Padre Henrique teria siso executado por volta das 19h do dia 27 de maio de 1969. O crime repercutiu nacionalmente e mobilizou organismos eclesiásticos e oficiais de direitos humanos, além de uma multidão no Recife que protestou contra a perseguição política no período conhecido como Anos de Chumbo.

Segundo Padre Ernanne, a Campanha da Fraternidade da época com a canção Prova de amor maior não há que doar a vida pelo irmão se tornou um símbolo no cortejo fúnebre de Padre Antônio e nas missas em sua homenagem. Ainda segundo ele, foram fortemente vigiados por militares e orientados por Dom Helder para que todos se mantivessem em silêncio de paz e não violência.

A luta pela democracia e o respeito aos direitos do povo do campo por meio da reforma agrária eram também ideais defendidos por Padre Antônio Henrique e uma das causas das constantes ameaças feitas pelo Comando de Caça ao Comunismo (CCC). É o que revelam as cartas escritas por Dom Helder lidas durante a missa de 7º dia. Em 1975, ele reafirma isso em depoimento.

Durante o memorial, foi cogitada por Padre Ernani a possibilidade de o Vaticano reconhecer o Padre Antônio Henrique como o próximo mártir da Igreja Católica perseguido pela ditadura, tendo em vista já haver dois padres mártires latino-americanos. Neste momento, o público aplaudiu em sinal de apoio.

Ainda durante o evento, o jurista Roberto Franca, na época da ditadura com 18 anos, também trouxe várias lembranças dos episódios políticos revelando, por meio da Comissão da Verdade em Pernambuco, informações sobre grupos de milicianos, vítimas, documentos oficiais e responsáveis pelos atentados ao Padre Antônio.

Franca revelou ter sido aluno do religioso no Colégio Nobrega e esclareceu uma estratégia truculenta usada pelos grupos paramilitares a favor dos responsáveis por seu assassinato. ”Procuraram dizer que ele foi assassinado por toxicômanos com quem convivia”. Ele ainda disse que se a Igreja e os movimentos sociais não tivessem se manifestado com determinação em defesa da dignidade do caráter do Padre, sua memória poderia ter sido marginalizada. A reflexão de Henrique foi relacionada ao atual cenário político brasileiro.
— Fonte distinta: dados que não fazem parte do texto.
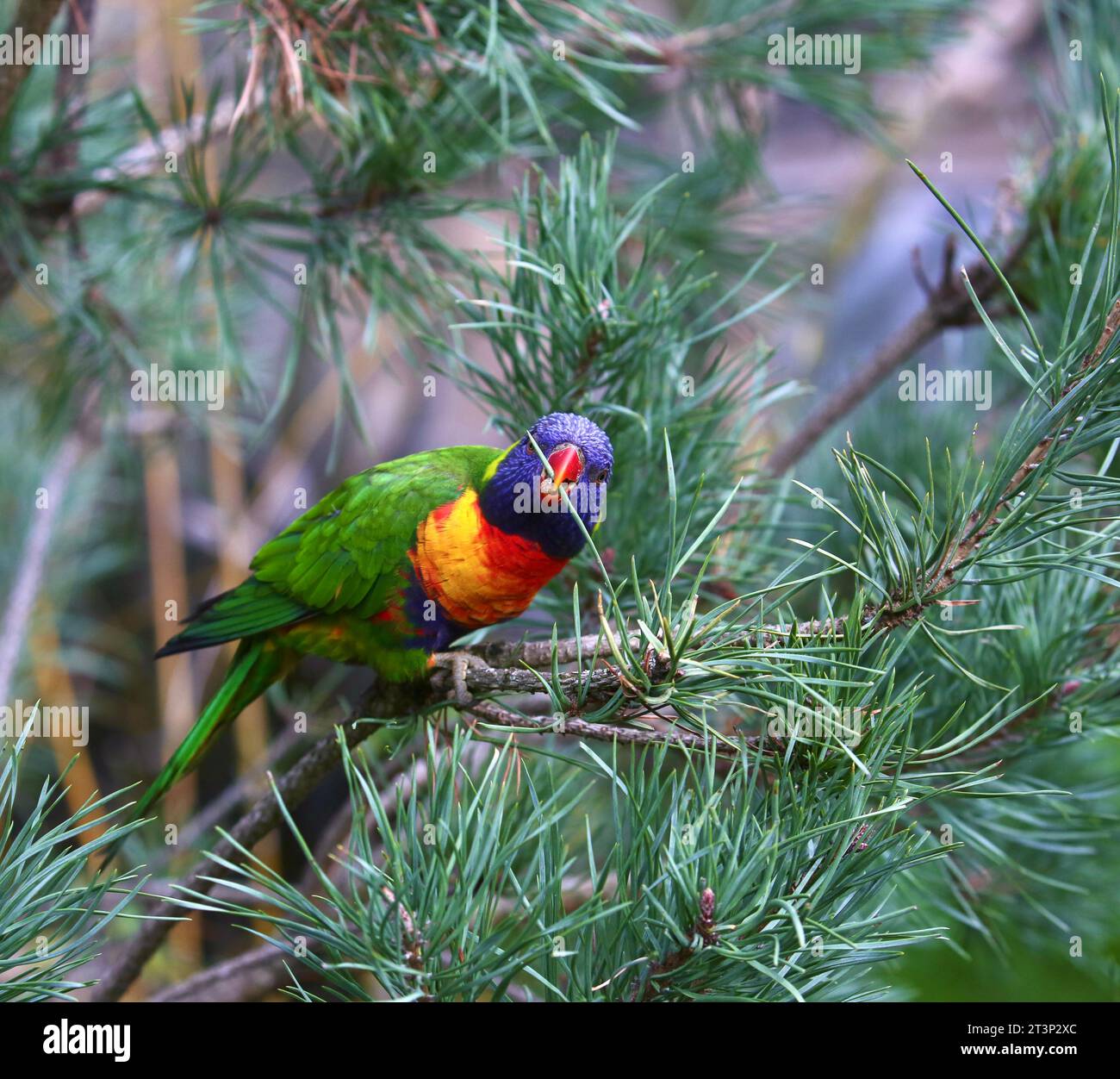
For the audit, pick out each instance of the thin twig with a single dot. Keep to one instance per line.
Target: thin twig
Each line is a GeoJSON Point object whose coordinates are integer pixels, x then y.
{"type": "Point", "coordinates": [948, 305]}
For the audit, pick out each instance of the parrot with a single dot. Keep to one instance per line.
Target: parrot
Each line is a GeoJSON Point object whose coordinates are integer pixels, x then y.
{"type": "Point", "coordinates": [395, 564]}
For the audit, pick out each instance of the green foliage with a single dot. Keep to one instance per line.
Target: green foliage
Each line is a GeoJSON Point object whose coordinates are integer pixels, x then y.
{"type": "Point", "coordinates": [52, 915]}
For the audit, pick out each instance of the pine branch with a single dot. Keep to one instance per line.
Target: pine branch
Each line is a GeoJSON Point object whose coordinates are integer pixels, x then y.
{"type": "Point", "coordinates": [948, 305]}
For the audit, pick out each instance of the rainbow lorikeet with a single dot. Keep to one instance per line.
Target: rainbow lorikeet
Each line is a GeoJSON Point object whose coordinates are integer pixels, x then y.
{"type": "Point", "coordinates": [396, 563]}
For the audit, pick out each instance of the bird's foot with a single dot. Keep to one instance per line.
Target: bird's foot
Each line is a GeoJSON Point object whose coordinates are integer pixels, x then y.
{"type": "Point", "coordinates": [458, 664]}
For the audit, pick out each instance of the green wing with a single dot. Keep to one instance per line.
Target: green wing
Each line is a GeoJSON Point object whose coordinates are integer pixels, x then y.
{"type": "Point", "coordinates": [343, 553]}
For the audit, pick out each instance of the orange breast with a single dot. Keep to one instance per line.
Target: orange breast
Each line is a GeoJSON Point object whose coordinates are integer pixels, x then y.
{"type": "Point", "coordinates": [478, 574]}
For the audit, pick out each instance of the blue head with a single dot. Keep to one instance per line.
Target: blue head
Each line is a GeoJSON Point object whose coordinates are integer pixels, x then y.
{"type": "Point", "coordinates": [522, 499]}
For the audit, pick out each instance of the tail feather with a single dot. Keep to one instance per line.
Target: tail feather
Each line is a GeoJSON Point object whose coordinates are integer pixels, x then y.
{"type": "Point", "coordinates": [252, 608]}
{"type": "Point", "coordinates": [256, 665]}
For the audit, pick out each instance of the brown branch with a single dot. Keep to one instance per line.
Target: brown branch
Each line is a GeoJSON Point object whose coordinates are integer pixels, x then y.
{"type": "Point", "coordinates": [395, 701]}
{"type": "Point", "coordinates": [597, 732]}
{"type": "Point", "coordinates": [947, 305]}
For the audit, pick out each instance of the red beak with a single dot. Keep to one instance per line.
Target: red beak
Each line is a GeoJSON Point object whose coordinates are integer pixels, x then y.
{"type": "Point", "coordinates": [566, 465]}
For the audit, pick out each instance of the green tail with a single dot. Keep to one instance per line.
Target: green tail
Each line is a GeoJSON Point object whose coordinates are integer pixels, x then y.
{"type": "Point", "coordinates": [256, 665]}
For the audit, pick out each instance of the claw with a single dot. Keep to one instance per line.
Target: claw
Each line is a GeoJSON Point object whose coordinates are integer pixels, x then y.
{"type": "Point", "coordinates": [458, 664]}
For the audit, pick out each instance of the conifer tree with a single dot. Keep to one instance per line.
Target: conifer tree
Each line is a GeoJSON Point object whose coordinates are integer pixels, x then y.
{"type": "Point", "coordinates": [828, 697]}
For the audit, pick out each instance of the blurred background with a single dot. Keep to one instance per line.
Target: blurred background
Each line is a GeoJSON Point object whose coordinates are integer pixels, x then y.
{"type": "Point", "coordinates": [164, 505]}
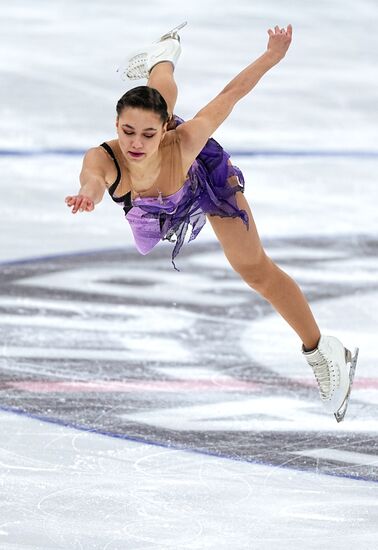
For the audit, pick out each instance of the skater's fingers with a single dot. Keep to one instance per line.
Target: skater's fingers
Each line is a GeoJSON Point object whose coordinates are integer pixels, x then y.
{"type": "Point", "coordinates": [87, 205]}
{"type": "Point", "coordinates": [77, 204]}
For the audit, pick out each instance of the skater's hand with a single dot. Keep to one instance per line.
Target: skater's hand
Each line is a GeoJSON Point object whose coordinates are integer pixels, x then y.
{"type": "Point", "coordinates": [79, 203]}
{"type": "Point", "coordinates": [279, 41]}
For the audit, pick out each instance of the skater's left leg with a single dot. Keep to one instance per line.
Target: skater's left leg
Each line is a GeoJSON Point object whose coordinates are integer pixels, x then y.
{"type": "Point", "coordinates": [246, 255]}
{"type": "Point", "coordinates": [162, 79]}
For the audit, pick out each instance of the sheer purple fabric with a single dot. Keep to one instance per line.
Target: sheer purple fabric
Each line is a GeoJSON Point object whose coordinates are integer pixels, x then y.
{"type": "Point", "coordinates": [207, 190]}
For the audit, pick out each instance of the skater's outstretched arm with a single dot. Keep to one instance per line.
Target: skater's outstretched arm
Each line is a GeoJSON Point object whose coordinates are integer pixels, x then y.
{"type": "Point", "coordinates": [197, 131]}
{"type": "Point", "coordinates": [92, 182]}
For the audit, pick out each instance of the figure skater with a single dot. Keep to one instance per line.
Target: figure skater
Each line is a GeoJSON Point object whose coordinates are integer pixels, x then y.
{"type": "Point", "coordinates": [168, 174]}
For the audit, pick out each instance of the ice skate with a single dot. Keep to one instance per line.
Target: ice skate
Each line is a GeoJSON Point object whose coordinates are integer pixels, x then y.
{"type": "Point", "coordinates": [139, 64]}
{"type": "Point", "coordinates": [334, 368]}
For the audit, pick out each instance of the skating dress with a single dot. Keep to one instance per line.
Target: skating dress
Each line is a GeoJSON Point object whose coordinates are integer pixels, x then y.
{"type": "Point", "coordinates": [209, 188]}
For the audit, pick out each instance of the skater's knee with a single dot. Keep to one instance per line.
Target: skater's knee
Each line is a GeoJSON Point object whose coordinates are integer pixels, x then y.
{"type": "Point", "coordinates": [255, 271]}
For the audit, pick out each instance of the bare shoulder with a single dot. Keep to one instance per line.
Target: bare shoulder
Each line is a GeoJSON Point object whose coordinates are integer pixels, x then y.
{"type": "Point", "coordinates": [98, 162]}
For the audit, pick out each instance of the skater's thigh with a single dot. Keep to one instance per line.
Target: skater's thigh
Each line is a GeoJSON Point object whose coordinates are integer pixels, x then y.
{"type": "Point", "coordinates": [241, 246]}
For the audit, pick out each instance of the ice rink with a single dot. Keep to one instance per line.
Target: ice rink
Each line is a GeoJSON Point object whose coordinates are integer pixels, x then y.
{"type": "Point", "coordinates": [147, 409]}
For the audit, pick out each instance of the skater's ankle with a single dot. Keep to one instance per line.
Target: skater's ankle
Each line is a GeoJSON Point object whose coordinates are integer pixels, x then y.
{"type": "Point", "coordinates": [310, 346]}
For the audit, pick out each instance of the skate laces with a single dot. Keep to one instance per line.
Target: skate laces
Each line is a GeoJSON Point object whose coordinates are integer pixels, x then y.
{"type": "Point", "coordinates": [136, 68]}
{"type": "Point", "coordinates": [325, 374]}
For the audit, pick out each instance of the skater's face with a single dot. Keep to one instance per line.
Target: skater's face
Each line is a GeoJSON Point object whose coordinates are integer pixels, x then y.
{"type": "Point", "coordinates": [139, 133]}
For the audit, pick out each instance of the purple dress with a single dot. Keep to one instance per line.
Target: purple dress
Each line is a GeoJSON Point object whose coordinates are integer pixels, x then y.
{"type": "Point", "coordinates": [206, 190]}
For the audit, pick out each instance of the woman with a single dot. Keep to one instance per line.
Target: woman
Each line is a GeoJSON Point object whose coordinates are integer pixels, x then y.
{"type": "Point", "coordinates": [169, 174]}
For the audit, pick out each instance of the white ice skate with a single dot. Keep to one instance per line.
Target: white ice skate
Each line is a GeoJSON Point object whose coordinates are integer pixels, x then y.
{"type": "Point", "coordinates": [334, 368]}
{"type": "Point", "coordinates": [139, 64]}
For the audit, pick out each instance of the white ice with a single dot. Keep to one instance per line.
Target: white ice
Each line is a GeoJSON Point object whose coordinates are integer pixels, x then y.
{"type": "Point", "coordinates": [66, 489]}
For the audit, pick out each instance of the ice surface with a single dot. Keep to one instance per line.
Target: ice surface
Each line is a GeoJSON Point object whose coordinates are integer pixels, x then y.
{"type": "Point", "coordinates": [210, 449]}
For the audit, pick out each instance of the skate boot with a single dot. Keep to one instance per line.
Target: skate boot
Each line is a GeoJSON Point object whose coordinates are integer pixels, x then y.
{"type": "Point", "coordinates": [139, 64]}
{"type": "Point", "coordinates": [334, 368]}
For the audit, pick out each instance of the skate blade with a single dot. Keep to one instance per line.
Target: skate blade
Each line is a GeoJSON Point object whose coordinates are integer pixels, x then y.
{"type": "Point", "coordinates": [340, 413]}
{"type": "Point", "coordinates": [173, 33]}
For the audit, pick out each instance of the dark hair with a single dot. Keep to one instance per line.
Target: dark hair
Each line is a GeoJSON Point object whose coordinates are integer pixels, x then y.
{"type": "Point", "coordinates": [147, 98]}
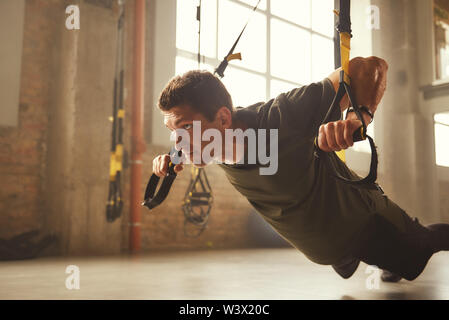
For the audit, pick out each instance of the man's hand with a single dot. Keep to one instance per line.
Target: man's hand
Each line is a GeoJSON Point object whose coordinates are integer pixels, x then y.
{"type": "Point", "coordinates": [337, 135]}
{"type": "Point", "coordinates": [368, 81]}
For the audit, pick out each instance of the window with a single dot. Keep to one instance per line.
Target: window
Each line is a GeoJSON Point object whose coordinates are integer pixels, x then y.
{"type": "Point", "coordinates": [442, 138]}
{"type": "Point", "coordinates": [441, 35]}
{"type": "Point", "coordinates": [287, 43]}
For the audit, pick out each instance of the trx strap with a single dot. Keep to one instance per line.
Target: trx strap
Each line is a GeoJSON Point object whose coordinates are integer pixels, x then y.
{"type": "Point", "coordinates": [153, 199]}
{"type": "Point", "coordinates": [114, 205]}
{"type": "Point", "coordinates": [197, 201]}
{"type": "Point", "coordinates": [150, 199]}
{"type": "Point", "coordinates": [344, 30]}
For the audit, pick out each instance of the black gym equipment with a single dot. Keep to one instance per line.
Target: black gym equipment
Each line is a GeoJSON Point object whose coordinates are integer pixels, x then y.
{"type": "Point", "coordinates": [344, 33]}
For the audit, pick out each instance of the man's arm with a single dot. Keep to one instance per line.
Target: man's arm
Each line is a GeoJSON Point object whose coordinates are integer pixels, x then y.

Outro momento esclarecedor trazido pelo Secretário Geral da Comissão Estadual de Memória e Verdade Dom Helder Câmara, Henrique Mariano, revelou a verdadeira intenção do governo Nilo Coelho ao instalar a Comissão Judicial de Inquérito para apurar em pouco dias as causas da morte de Padre Henrique. “Isso não foi um ato de benevolência à época. É porque a pressão e a repercussão nacional e internacional do assassinato do Padre Antônio Henrique foi imensa”. Segundo ele, a Comissão de Inquérito, embora tenha sido uma “farsa” para conter a pressão popular, teve os seus méritos ao ter como presidente o juiz Aluízio Xavier.

Ao final de sua exposição, o advogado esclareceu as medidas tomadas pelo Poder Judiciário de Pernambuco e outros órgãos oficiais responsáveis por revelar a verdade, apontado os verdadeiros culpados pela tragédia que matou não só o Padre Antônio, mas dezenas de pessoas.